Mükemmel bir şiirin mükemmeliyeti, dile-dudağa hatta dimağa bağlı yanlarıyla
değil; gönlün sesi, vicdanın nağmeleri ve şâirin inanç, kanaat, düşünce ufku ve
yorumlarının akisleri olması itibariyledir. İyi bir şâir, sözlerini dil ufku
itibariyle değil, iç duyuş, seziş, aşk, heyecan ve yorumlamalar olarak ortaya
koyar.. evet o, açık-kapalı kendi iç derinliklerine tercüman olabildiği ölçüde
samimî, duygu ve düşüncelerini ifadede de tenâkuzdan (çelişki) uzak ve
riyâsızdır. Her tasavvur ve tahayyülünü vicdânî tecessüs ve tefahhuslarına
bağlayan böyle biri, duygu, düşünce ve sezilerini seslendirmede –bazen kısmî
farklılaşmalar söz konusu olsa da– üslûbunda her zaman bir temâdî içindedir..

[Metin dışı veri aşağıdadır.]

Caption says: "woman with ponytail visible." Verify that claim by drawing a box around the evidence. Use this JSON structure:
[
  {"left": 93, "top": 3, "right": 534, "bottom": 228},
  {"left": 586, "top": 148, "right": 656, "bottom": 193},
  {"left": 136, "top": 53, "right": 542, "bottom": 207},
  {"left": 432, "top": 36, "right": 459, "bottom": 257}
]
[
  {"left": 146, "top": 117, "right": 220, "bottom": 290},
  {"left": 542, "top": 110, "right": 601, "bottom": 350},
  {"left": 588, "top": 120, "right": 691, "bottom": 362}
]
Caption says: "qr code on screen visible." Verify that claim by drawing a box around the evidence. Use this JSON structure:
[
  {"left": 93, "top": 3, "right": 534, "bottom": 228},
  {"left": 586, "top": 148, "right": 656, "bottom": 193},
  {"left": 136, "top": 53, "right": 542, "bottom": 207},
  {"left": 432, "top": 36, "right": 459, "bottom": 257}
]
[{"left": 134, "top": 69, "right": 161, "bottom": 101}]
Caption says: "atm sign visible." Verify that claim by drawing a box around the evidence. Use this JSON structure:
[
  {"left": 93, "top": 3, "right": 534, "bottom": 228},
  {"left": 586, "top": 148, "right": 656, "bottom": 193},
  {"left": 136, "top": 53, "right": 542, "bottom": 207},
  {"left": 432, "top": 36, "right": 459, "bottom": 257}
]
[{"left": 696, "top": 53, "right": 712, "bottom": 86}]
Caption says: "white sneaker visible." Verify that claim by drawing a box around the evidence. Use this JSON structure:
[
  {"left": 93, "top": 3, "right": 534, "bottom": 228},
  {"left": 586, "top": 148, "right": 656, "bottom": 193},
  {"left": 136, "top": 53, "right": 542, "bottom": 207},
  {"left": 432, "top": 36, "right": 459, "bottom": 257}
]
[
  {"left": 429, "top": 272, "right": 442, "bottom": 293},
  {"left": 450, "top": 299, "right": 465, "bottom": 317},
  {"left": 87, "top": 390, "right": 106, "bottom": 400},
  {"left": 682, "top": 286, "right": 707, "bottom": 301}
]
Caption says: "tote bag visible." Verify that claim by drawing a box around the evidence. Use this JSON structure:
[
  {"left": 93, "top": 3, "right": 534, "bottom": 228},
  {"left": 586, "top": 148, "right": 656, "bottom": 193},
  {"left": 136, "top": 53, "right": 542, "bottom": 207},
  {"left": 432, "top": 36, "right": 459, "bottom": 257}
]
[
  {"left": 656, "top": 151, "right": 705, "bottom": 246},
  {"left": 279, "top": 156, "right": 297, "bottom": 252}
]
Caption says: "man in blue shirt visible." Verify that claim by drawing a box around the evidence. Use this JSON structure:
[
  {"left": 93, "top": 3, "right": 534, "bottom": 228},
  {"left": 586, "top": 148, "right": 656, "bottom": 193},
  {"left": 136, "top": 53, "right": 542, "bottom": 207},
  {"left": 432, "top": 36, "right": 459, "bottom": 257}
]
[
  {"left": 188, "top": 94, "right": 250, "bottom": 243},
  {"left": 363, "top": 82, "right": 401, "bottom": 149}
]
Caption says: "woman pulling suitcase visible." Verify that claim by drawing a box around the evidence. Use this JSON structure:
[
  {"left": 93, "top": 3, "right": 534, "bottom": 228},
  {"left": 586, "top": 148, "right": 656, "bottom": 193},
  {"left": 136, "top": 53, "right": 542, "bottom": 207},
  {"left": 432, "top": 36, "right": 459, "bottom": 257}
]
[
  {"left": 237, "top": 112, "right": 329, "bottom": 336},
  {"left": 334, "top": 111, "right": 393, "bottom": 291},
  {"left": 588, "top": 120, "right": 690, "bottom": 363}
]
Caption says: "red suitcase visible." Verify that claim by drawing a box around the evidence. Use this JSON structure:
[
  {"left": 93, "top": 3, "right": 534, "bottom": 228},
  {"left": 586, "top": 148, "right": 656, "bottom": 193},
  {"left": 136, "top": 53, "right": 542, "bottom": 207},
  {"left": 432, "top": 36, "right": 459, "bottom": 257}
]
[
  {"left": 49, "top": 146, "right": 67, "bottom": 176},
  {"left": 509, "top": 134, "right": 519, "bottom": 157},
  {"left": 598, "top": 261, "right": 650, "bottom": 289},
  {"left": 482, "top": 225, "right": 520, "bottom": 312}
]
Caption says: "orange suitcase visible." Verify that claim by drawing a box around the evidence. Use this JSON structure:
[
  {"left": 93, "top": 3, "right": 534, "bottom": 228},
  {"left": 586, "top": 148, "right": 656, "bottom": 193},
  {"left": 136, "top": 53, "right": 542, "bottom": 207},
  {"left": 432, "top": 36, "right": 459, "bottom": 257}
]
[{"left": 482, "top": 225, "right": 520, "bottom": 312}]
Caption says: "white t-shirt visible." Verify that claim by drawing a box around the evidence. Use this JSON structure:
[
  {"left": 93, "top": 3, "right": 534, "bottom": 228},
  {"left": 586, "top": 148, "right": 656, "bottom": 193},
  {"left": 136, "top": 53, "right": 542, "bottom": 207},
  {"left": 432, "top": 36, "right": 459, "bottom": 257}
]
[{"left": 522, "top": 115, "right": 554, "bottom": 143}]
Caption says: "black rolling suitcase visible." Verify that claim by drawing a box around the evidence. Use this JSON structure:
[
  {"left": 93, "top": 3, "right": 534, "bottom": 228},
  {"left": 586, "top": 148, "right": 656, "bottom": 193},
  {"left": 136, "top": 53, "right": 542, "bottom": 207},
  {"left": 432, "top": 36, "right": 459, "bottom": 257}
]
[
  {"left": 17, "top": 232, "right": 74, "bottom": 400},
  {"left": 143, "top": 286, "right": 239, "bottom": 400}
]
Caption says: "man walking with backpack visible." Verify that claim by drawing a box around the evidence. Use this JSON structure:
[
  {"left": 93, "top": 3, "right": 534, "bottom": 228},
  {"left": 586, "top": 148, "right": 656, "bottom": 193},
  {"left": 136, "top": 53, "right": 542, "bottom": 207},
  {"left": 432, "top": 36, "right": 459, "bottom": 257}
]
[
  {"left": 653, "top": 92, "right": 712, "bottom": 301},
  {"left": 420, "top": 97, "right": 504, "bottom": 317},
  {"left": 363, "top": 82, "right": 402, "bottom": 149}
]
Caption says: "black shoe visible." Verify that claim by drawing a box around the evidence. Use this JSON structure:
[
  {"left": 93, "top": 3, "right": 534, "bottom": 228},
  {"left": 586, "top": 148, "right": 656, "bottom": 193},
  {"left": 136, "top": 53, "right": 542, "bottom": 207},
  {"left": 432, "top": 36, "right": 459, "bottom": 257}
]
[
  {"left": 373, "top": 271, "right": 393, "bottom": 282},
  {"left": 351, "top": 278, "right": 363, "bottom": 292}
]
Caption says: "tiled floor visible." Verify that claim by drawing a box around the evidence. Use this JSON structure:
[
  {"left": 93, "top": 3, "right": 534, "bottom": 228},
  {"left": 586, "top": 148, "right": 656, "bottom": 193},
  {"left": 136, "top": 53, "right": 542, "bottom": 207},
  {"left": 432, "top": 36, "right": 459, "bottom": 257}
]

tizinde de pesinde de hemen her zaman aynı makamın kurallarına göre hareket eder
ve bir mânâda hep aynı notaya bağımlı kalır.
Aslında şiir, vicdanın takdir, tesvid ve tebyizlerinden çıkan bir sözdür, dil
değil; ama o, dil için önemli bir neşv ü nemâ zemini teşkil eder. Bazen ifade
açısından müphem, muğlâk bir hal aldığı da olabilir; ne var ki o söz olarak,
hemen her zaman açıklardan açıktır ve muhteva zenginliğiyle de zaman üstüdür.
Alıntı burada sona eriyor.